Our commemoration of the 25th Anniversary of VAWA

We were instrumental in drafting and passing the landmark Violence Against Women Act (VAWA) in 1994 and continue to take a leadership role in its periodic reauthorizations. With each reauthorization, we expand our understanding of survivors’ needs and seek to provide expanded protections and services for all victims of gender-based violence.  We remain at the forefront of advocacy efforts to ensure that VAWA continues to be reauthorized in a manner that reflects the true needs of survivors and their advocates. 

Litigation

Victims of gender-based violence suffer discrimination and encounter many different legal issues. For some, the legal system is foreclosed due to the threat to their safety if their name were to appear in a publicly-accessible case title. We bring cases that break down barriers to survivors’ ability to work safely and obtain economic independence, that assert their right to utilize the justice system in a way that maintains their safety and supports their recovery from harms caused, and to challenge practices that subject them to discrimination because of the abuse to which they have been subjected.

View our litigation

View our amicus briefs on violence against women

Legislation

In addition to our decades of work on the Violence Against Women Act and its reauthorizations, we advance legislative solutions at the national, state, and local levels to close gaps in the law that undermine victim safety and offender accountability. We draft and support legislation that strengthens protections for gender-based violence survivors confronting discrimination in areas such as employment and housing and promotes opportunities for victims to live in stability, free from violence.

Education

We seek to advance public and professional education about violence against women through several of our programs.
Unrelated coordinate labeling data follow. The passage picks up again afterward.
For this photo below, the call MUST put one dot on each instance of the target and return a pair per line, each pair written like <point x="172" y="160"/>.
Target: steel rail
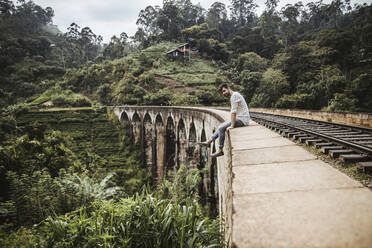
<point x="357" y="148"/>
<point x="365" y="129"/>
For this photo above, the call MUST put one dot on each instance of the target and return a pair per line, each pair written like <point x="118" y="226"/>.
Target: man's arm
<point x="233" y="120"/>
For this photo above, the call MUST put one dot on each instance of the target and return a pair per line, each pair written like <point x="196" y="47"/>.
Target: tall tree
<point x="216" y="15"/>
<point x="243" y="12"/>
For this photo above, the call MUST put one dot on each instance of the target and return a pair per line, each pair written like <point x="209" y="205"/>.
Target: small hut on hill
<point x="182" y="51"/>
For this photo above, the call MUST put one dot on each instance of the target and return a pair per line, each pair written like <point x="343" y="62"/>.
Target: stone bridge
<point x="270" y="191"/>
<point x="168" y="138"/>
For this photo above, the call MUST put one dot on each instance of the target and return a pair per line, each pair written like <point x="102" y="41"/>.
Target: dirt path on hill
<point x="174" y="85"/>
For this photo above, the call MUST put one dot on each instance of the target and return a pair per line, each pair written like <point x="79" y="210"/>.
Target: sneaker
<point x="204" y="143"/>
<point x="217" y="154"/>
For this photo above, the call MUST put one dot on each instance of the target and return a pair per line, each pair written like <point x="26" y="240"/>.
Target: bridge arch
<point x="181" y="143"/>
<point x="124" y="118"/>
<point x="170" y="144"/>
<point x="159" y="147"/>
<point x="148" y="131"/>
<point x="136" y="128"/>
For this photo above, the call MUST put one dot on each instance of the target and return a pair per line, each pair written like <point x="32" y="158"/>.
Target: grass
<point x="195" y="73"/>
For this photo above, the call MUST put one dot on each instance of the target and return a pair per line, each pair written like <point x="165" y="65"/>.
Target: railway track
<point x="343" y="142"/>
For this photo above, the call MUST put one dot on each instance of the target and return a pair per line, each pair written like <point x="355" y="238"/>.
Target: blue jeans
<point x="220" y="132"/>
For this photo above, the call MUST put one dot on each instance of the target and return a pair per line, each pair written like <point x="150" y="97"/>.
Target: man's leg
<point x="220" y="132"/>
<point x="222" y="129"/>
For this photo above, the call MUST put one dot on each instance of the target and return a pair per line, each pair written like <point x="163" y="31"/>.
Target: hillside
<point x="147" y="77"/>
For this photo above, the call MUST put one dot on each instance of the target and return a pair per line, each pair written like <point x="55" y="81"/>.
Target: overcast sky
<point x="112" y="17"/>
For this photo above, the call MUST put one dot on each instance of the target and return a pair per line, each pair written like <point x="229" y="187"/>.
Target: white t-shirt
<point x="240" y="107"/>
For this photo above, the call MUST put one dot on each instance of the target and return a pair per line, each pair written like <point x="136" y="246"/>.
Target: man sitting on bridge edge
<point x="239" y="117"/>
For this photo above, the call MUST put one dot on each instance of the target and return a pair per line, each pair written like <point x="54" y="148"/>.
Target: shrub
<point x="300" y="101"/>
<point x="140" y="221"/>
<point x="342" y="102"/>
<point x="162" y="97"/>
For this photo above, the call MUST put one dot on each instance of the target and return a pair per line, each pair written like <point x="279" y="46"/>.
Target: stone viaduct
<point x="168" y="138"/>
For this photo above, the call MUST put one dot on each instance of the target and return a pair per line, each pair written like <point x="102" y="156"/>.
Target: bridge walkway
<point x="284" y="196"/>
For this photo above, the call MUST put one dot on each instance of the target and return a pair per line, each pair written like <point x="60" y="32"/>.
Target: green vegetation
<point x="71" y="177"/>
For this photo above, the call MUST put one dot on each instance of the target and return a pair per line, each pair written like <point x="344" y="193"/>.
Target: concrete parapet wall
<point x="354" y="119"/>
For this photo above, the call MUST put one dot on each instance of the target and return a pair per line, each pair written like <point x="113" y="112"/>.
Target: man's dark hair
<point x="223" y="85"/>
  • The National Judicial Education Program (NJEP) seeks to educate judges and court system professionals about the realities of sexual assault, domestic violence, dating violence and intimate partner sexual abuse in order to promote the fair adjudication of these cases.
  • Our Rights Now! program empowers youth to educate their peers on their rights, including rights related to Title IX, sextortion, and dating violence. 
  • Our Women Valued Initiative informs women of their legal rights in the workplace, including the rights of victims of violence.